Eventually the bones were delivered to the Field Museum in Chicago, Illinois. People often bring bones to the museum hoping they’ve made a rare find, museum curator Lawrence Heaney told the Cleveland Plain Dealer.

“Most of the time it’s pork chops from somebody’s dinner, that sort of thing,” Heaney said. But this time the delivery bore fruit.

The bones, the scientists found, belonged to a species of water buffalo that probably lived between 10,000 and 100,000 years ago. The tiny bovine, seen in color in this artist’s conception, stood up to 2.5 feet (0.7 meter) tall and weighed about 350 pounds (160 kilograms).

The extinct creatures were similar to a modern species of small water buffalo that lives on the nearby Philippines island of Mindoro. That animal—the middle outline in the drawing—reaches about 3 feet (0.9 meter) tall. It is related to the Asian water buffalo—the topmost outline—an even larger modern species that stands about 6 feet (1.8 meters) tall and can weigh up to a ton.

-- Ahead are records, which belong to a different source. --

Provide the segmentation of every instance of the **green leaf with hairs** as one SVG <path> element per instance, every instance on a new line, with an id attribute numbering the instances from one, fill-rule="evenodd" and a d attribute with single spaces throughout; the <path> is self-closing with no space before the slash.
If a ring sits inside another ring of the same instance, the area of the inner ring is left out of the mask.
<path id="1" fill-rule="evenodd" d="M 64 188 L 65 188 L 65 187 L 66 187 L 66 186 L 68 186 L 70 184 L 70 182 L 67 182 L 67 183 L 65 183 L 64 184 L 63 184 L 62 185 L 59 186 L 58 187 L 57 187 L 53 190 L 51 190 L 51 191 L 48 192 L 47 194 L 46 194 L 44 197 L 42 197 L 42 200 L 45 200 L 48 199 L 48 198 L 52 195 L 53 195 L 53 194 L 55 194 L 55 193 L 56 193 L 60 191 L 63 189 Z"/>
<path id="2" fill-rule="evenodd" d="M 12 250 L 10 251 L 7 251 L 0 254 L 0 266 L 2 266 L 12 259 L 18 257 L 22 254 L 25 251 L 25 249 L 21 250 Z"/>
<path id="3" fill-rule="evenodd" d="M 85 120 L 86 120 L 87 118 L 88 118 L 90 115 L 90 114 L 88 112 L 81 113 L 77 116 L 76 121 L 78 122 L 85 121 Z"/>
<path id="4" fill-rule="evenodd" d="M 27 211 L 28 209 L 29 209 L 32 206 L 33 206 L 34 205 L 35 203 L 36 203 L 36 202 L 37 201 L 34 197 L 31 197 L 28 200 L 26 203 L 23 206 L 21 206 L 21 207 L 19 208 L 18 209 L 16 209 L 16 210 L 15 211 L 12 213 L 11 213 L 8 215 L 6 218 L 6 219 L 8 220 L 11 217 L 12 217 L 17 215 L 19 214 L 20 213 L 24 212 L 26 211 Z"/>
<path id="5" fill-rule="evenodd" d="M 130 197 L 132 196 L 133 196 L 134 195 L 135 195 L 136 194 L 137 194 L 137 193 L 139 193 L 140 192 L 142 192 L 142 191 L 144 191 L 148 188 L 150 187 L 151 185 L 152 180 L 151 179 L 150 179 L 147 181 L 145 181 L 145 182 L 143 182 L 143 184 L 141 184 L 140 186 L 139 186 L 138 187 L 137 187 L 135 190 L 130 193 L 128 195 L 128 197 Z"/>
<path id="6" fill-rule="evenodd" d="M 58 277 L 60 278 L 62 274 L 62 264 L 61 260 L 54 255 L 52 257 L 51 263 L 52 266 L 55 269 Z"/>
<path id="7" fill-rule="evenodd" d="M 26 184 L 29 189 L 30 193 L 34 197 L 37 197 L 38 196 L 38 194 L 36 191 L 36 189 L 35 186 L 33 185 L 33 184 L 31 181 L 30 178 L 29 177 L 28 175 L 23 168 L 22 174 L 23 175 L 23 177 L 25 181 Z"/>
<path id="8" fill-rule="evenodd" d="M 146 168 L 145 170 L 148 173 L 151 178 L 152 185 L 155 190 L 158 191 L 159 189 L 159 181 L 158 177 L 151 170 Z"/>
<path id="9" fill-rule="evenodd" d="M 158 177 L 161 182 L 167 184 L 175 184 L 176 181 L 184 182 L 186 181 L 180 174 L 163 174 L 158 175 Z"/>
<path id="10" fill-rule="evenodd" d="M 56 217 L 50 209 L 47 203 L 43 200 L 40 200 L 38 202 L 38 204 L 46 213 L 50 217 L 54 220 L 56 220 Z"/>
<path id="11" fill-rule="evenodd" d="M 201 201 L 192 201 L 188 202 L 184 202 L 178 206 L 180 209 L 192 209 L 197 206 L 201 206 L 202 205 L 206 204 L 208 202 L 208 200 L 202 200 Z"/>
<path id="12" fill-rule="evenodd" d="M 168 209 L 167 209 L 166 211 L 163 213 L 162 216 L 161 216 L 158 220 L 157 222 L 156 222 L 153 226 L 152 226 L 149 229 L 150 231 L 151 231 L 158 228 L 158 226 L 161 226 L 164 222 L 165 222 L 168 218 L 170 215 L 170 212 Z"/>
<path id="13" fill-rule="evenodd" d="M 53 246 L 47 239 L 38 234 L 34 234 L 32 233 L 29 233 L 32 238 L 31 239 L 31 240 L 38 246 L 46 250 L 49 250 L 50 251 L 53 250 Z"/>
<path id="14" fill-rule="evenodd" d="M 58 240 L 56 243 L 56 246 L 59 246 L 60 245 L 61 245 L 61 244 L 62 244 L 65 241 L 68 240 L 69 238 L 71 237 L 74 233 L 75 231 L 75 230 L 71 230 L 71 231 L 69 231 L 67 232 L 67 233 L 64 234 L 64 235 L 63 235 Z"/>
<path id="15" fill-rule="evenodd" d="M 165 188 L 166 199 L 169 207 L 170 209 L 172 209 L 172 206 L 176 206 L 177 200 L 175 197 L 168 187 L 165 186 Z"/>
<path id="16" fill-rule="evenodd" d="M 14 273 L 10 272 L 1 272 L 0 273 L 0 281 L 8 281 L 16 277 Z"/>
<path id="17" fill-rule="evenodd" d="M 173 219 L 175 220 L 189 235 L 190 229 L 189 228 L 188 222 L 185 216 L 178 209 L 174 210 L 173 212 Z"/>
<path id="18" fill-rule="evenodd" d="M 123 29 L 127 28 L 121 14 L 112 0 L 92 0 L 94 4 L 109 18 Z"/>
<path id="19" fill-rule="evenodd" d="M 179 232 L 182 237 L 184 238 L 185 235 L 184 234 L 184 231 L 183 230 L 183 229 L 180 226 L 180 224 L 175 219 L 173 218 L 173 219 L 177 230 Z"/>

“Finding this new species is a great event in the Philippines,” Angel Bautista, of the National Museum of the Philippines, said in a press release. “Only a few fossils of elephants, rhinos, pig, and deer have been found here previously. We have wonderful living biodiversity, but we have known very little about our extinct species from long ago.”

And the find carries special significance, the Field Museum’s experts suggest, because it could offer insight into a phenomenon called island dwarfing, a process in which large species confined to isolated islands tend to grow smaller due to fewer resources.

Island dwarfing is one of the competing explanations for the famous “hobbit” human fossils found in 2003 on the Philippines island of Flores. The fossils represent a distinct species of human that stood only 3.3 feet (1 meter) tall and lived at the same time as modern humans, some 13,000 years ago, the hobbits’ discoverers say.